Por eso es tan relevante estar o no estar en la lista de invitados que todos queremos leer. Por eso ese día y el día después los medios de comunicación, todos, publican lujosas fotogalerías donde descubrimos la elegancia de quien pertenece a la élite y quien no. No es únicamente una cuestión de cotilleo. Es una fiesta y es algo más. Puede transformarse en un acto político —y por eso la de José Luis Martínez-Almeida la retransmitió Telemadrid— al cruzar la política con el artisteo, la empresa o el dinero. Es la posibilidad de conocer el rito y los códigos, los lugares y el imaginario de una privacidad que, entre sus atributos, se caracteriza por la exclusividad.
En este sentido, la boda más trascendente que se ha celebrado en la España del siglo XXI no fue el enlace de Felipe VI con Letizia Ortiz. Tampoco la de ayer en la milla de oro del barrio de Salamanca, aunque, como dijo la locutora de la televisión autonómica, la novia va a entroncar directamente al alcalde de Madrid con la familia del jefe del Estado. Lo de la calle Serrano de ayer fue bonito, pero no pasó de ser un spin off castizo de la original. La del 5 de septiembre de 2002 en un espacio tan connotado históricamente como el Monasterio de El Escorial. El casamiento de la hija del presidente del Gobierno y de otra alcaldesa de Madrid con el empresario Alejandro Agag preserva una dimensión simbólica que permite descifrar aún nuestro presente. No nos quedemos con el periodismo de sucesos asociado a esa coronación. Lo más significativo no es si los jefes de una trama allí presentes pagaron las luces de la fiesta o si luego descubriríamos que algunos invitados estaban atrapados en redes de corrupción. Lo relevante es que, más allá de la felicidad conyugal, aquella boda escenificó de manera premeditada la entronización del aznarismo: una oligarquía tradicional española quiso mostrar que había reconquistado su poder, conectado con redes internacionales de influencia y gracias a la consolidación de una hegemonía que, dos décadas después, aún no ha sido substituida. Ni tampoco ha sido deslegitimado su discurso. Al contrario. En buena medida lo refuerza la otra oligarquía de la democracia, la del 78 que quiere sobrevivir.

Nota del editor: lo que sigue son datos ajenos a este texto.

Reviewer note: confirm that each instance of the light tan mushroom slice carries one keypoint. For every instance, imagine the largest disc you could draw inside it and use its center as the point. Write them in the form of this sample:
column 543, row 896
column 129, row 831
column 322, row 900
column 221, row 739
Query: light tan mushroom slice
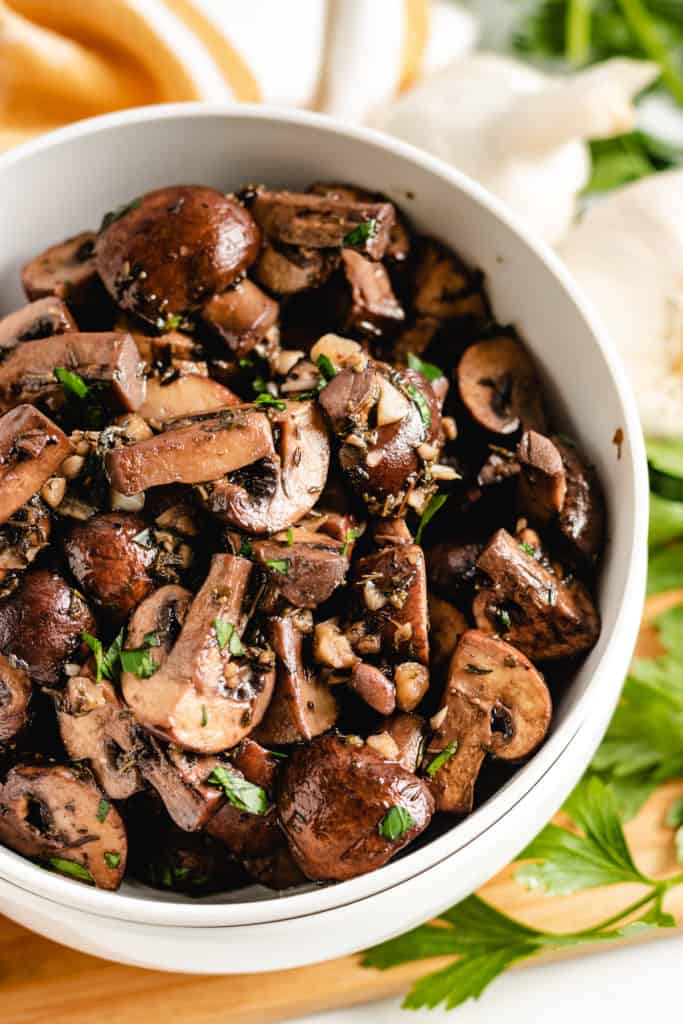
column 107, row 358
column 542, row 614
column 183, row 396
column 542, row 480
column 53, row 814
column 302, row 707
column 212, row 444
column 283, row 488
column 499, row 385
column 32, row 449
column 207, row 694
column 496, row 702
column 15, row 691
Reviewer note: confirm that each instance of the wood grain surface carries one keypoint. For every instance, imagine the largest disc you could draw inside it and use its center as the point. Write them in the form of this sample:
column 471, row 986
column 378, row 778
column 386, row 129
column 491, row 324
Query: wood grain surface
column 41, row 981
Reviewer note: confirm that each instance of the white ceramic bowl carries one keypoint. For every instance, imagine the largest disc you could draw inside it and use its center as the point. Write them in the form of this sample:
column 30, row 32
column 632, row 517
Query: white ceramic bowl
column 61, row 183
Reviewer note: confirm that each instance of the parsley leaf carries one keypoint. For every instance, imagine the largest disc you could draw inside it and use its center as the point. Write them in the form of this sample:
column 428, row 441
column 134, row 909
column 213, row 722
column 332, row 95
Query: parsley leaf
column 395, row 823
column 72, row 383
column 242, row 794
column 428, row 370
column 358, row 236
column 435, row 503
column 598, row 857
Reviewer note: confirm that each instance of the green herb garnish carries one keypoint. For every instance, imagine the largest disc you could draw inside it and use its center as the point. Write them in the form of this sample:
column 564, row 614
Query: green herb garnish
column 265, row 398
column 242, row 794
column 435, row 503
column 441, row 759
column 72, row 384
column 361, row 233
column 395, row 823
column 72, row 869
column 428, row 370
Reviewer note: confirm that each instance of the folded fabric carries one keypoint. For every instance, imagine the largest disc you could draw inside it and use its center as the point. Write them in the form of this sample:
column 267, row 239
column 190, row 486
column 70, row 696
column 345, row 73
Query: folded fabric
column 60, row 61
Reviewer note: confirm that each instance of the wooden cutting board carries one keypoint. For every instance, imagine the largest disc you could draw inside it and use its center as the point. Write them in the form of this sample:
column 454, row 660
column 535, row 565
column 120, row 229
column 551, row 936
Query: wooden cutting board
column 41, row 981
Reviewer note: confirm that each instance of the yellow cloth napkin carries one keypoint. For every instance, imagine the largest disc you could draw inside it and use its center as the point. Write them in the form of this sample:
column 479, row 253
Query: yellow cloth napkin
column 66, row 59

Allí seguimos y no es extraño que así sea. “Las motivaciones políticas relevantes y definitorias de los oligarcas son defensivas y existenciales”, escribe Jeffrey A. Winters en el clásico de las ciencias políticas que es Oligarquía y que se acaba de traducir. “Una vez constituido, el objetivo primordial de un oligarca es asegurar, mantener y conservar su posición de poder extremos frente a todo tipo de amenazas”. Desde hace pocos años una oligarquía se está defendiendo. La crispación que caracteriza nuestro debate mediático y parlamentario o las subvenciones a la prensa para que sea militante, la falta de voluntad honesta para renovar la cúpula judicial o las decisiones cuestionables de los tribunales responden, más allá de la ideología, se explica por una estrategia agresiva de defensa de posiciones de poder. Ayer, al menos, se mostró con alegría. ¡Viva los novios!